# Sun Chokes



## Gregory Chapman (Oct 28, 2008)

I just bought some sun chokes and was wondering, should I plant them in the fall or spring? I'm up here in Michigan.


----------



## westbrook (Oct 28, 2008)

usually planted in early spring... however, many overwinter then in the ground.

Now is when we dig them for eating... leaving some in the ground for next year.

I live in the south... can't help with the snow.. though I have a friend in Wi. says, they become a weed in her yard.. I should be so lucky.


----------



## dano23 (Oct 18, 2008)

Whats a sun choke


----------



## westbrook (Oct 28, 2008)

sun choke or sunchoke is also referred to as a Jerusalem Artichoke.

a knoby root vegetable with a 6 foot stalk above ground with tiny yellow sunflowers above.

for photos Jerusalem artichoke - Wikipedia, the free encyclopedia

the leaves make great animal fodder.

tasting much like a hiccima with a more earthy flavor. used as any root vegetable would be used. Eaten raw, boiled, baked, fried, stirfried, pickled, and ???.

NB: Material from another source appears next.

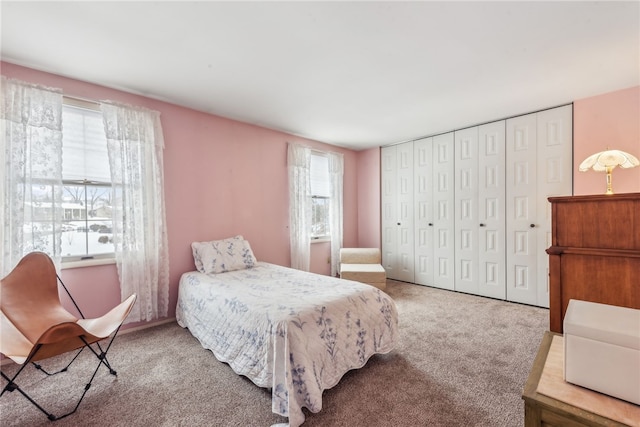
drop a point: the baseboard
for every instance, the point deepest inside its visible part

in many areas of the US it becomes a weed (wish I had that luck!).

not to be confused with a Globe Artichoke.


----------



## dano23 (Oct 18, 2008)

Thank you, Know what they are now. Neighbor had some growing .


----------



## dunappy (Nov 11, 2008)

Where did you buy them from? I want to get some to plant in the spring.



Gregory Chapman said:


> I just bought some sun chokes and was wondering, should I plant them in the fall or spring? I'm up here in Michigan.


----------